## Import required libraries

In [1]:
import os
import re
import string
from collections import Counter
from string import punctuation
from time import time

import gensim
import nltk
import numpy as np
import pandas as pd
from gensim.models import Word2Vec
from nltk.corpus import stopwords
from nltk.tokenize import word_tokenize
from sklearn.cluster import MiniBatchKMeans
from sklearn.metrics import silhouette_samples, silhouette_score
from tqdm.notebook import tqdm

from ds_utils.config import set_display_options
from ds_utils.data import NEWS_DATA
from ds_utils.functions import vectorize

nltk.download("stopwords")
nltk.download("punkt")
set_display_options()

[nltk_data] Downloading package stopwords to
[nltk_data]     /Users/dylancastillo/nltk_data...
[nltk_data]   Package stopwords is already up-to-date!
[nltk_data] Downloading package punkt to
[nltk_data]     /Users/dylancastillo/nltk_data...
[nltk_data]   Package punkt is already up-to-date!


## Read data

In [2]:
df = pd.read_csv(NEWS_DATA)

In [3]:
df.shape

(10437, 15)

In [4]:
df.columns

Index(['Unnamed: 0', 'source_id', 'source_name', 'author', 'title',
       'description', 'url', 'url_to_image', 'published_at', 'content',
       'top_article', 'engagement_reaction_count', 'engagement_comment_count',
       'engagement_share_count', 'engagement_comment_plugin_count'],
      dtype='object')

In [5]:
df.sample(1).T

Unnamed: 0,163
Unnamed: 0,163
source_id,business-insider
source_name,Business Insider
author,Alicia Betz
title,This mineral-based sunscreen doesn't leave white residue behind — it protects my family's fair skin and is reef-friendly
description,"Mineral-based sunscreens that are reef-safe are becoming an increasingly popular sunscreen choice. Goddess Garden Organics offers four sunscreen formulations: daily, sport, kids, and baby. They also offer three delivery options: lotion, spray, and stick. The …"
url,https://www.businessinsider.com/goddess-garden-organics-sunscreen-review
url_to_image,https://amp.businessinsider.com/images/5d6941072e22af3d336e6615-960-480.jpg
published_at,2019-09-03T15:45:00Z
content,"Everyone should be wearing sunscreen on a daily basis to protect their skin, but I have pretty fair skin, so sunscreen is also a must for me if I don't want to look like a lobster after a day in the sun. My husband has even fairer skin, and it doesn't take mu… [+4705 chars]"


## Fill missing values

In [6]:
df.isna().mean()

Unnamed: 0                        0.00
source_id                         0.00
source_name                       0.00
author                            0.10
title                             0.00
description                       0.00
url                               0.00
url_to_image                      0.06
published_at                      0.00
content                           0.12
top_article                       0.00
engagement_reaction_count         0.01
engagement_comment_count          0.01
engagement_share_count            0.01
engagement_comment_plugin_count   0.01
dtype: float64

In [7]:
df["content"] = df["content"].fillna("")

## Generate tokens

In [8]:
df.sample(1).apply(lambda x: x["title"] + " | " + x["description"] + " | " + x["content"], axis=1).values[0]
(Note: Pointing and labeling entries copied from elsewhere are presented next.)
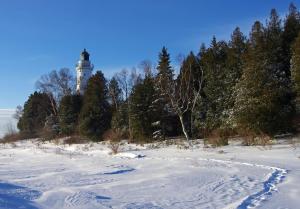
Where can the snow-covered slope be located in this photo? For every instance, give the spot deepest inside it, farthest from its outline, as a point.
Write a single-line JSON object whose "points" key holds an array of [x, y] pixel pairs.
{"points": [[7, 121], [36, 175]]}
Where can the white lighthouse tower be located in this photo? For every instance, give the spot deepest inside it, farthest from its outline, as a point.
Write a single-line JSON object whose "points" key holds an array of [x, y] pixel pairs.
{"points": [[84, 70]]}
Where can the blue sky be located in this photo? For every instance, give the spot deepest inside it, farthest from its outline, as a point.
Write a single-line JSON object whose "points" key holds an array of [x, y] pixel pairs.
{"points": [[38, 36]]}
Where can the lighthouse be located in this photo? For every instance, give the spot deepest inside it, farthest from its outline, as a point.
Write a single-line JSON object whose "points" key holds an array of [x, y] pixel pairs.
{"points": [[84, 70]]}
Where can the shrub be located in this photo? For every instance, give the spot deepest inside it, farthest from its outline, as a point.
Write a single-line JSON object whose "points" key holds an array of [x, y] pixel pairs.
{"points": [[218, 137]]}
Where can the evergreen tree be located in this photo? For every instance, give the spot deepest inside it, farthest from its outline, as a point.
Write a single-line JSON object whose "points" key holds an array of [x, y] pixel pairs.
{"points": [[95, 116], [191, 72], [260, 95], [290, 33], [214, 64], [115, 94], [36, 110], [295, 70], [160, 103], [233, 72], [68, 113]]}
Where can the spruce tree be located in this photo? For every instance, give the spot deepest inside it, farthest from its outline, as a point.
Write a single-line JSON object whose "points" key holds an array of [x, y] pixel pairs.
{"points": [[260, 105], [295, 70], [214, 64], [95, 115], [289, 35], [36, 110], [68, 113], [160, 103], [115, 94]]}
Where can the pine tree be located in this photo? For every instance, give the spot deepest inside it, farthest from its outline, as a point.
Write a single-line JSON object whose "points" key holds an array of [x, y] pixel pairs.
{"points": [[68, 113], [95, 116], [36, 110]]}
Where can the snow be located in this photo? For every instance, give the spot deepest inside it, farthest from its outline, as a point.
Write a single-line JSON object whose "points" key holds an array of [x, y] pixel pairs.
{"points": [[48, 175], [6, 119]]}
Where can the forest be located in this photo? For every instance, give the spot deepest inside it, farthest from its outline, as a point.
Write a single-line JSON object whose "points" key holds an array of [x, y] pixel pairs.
{"points": [[247, 86]]}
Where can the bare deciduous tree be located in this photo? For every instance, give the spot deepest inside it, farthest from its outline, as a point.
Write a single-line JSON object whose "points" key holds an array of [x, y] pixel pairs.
{"points": [[19, 112], [183, 94], [56, 85]]}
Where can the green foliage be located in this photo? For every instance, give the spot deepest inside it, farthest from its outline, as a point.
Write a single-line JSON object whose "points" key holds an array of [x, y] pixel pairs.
{"points": [[68, 113], [36, 109], [295, 71], [115, 94], [95, 115], [215, 86], [166, 125]]}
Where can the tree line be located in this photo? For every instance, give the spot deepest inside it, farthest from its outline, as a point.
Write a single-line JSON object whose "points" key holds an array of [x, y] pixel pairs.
{"points": [[247, 86]]}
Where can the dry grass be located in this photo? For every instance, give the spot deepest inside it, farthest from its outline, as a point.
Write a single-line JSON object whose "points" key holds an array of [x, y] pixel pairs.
{"points": [[218, 138], [113, 136], [75, 139]]}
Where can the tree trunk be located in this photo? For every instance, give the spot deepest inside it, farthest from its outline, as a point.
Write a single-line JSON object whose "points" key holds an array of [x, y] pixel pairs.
{"points": [[184, 129]]}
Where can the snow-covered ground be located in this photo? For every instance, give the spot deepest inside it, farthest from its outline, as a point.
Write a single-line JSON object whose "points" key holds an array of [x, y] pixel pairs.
{"points": [[45, 175], [7, 121]]}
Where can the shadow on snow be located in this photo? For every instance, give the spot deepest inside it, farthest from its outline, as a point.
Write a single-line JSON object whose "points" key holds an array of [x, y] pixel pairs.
{"points": [[14, 197]]}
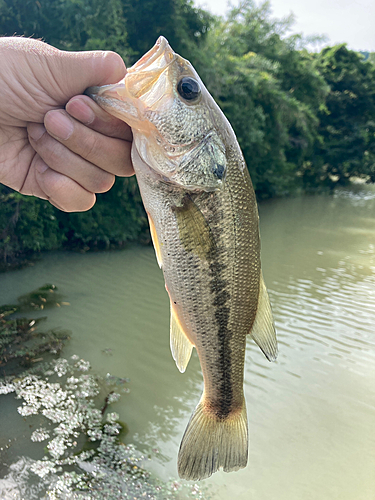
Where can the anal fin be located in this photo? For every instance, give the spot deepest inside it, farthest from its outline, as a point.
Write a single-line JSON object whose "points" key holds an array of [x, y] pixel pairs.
{"points": [[263, 331], [181, 346], [155, 240]]}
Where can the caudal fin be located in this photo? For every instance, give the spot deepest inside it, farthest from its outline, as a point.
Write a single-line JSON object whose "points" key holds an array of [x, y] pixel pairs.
{"points": [[210, 443]]}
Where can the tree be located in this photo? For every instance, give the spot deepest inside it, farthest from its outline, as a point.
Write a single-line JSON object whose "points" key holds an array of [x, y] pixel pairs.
{"points": [[269, 91], [347, 122]]}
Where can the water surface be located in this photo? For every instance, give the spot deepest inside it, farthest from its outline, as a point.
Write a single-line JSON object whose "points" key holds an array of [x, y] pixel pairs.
{"points": [[311, 414]]}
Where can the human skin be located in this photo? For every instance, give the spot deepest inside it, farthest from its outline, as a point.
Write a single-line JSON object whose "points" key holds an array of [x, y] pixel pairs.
{"points": [[55, 143]]}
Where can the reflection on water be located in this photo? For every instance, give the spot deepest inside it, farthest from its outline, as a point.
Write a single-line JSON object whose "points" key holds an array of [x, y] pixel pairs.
{"points": [[311, 414]]}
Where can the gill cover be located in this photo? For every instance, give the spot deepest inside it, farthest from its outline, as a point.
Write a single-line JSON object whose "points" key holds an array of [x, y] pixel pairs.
{"points": [[171, 114]]}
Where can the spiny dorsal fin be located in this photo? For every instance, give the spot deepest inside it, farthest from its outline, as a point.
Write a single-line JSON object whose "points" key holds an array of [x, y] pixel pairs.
{"points": [[181, 346], [263, 331], [155, 240]]}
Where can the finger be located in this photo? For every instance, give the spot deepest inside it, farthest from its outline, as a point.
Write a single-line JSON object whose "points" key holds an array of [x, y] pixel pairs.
{"points": [[110, 154], [63, 192], [85, 110], [64, 161]]}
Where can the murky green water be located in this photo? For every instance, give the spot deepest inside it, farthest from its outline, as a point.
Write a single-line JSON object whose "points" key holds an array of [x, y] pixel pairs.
{"points": [[311, 414]]}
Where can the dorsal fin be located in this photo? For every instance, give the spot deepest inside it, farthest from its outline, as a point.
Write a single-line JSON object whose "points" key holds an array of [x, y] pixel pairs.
{"points": [[181, 346], [263, 331]]}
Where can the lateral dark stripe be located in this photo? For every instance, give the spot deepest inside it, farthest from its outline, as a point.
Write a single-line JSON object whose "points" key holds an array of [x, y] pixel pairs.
{"points": [[221, 298]]}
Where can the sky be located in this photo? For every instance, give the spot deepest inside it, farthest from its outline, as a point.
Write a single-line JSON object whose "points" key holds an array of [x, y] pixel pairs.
{"points": [[349, 21]]}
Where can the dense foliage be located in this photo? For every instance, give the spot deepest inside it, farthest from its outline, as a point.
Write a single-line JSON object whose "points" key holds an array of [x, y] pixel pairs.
{"points": [[303, 120]]}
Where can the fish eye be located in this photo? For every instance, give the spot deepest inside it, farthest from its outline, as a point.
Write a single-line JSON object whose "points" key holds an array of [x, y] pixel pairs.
{"points": [[188, 88]]}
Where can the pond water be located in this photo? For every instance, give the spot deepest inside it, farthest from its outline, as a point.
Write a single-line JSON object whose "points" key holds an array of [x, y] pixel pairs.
{"points": [[311, 414]]}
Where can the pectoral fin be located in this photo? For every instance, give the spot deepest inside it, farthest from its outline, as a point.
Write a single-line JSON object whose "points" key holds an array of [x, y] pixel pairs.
{"points": [[194, 231], [263, 332], [181, 346], [155, 240]]}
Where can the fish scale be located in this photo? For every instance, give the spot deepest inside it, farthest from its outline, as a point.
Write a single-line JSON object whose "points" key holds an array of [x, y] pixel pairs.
{"points": [[203, 218]]}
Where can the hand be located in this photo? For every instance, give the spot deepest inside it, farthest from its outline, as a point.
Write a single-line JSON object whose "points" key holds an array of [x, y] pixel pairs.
{"points": [[79, 150]]}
'Curlew in danger of extinction in Ireland, says conservationist | Task force recommends series of measures after 96% decline in numbers since 1980s | Ireland should restrict afforestation, recreate peatlands and wetlands and safeguard bogs to protect the endangered curlew bird, a report has recommended.\r\nOn Friday, the curlew task force published a series of recommendations aimed at promoting key policies … [+2365 chars]'

In [9]:
stop_words = set(stopwords.words("english") + ["news", "new", "top"])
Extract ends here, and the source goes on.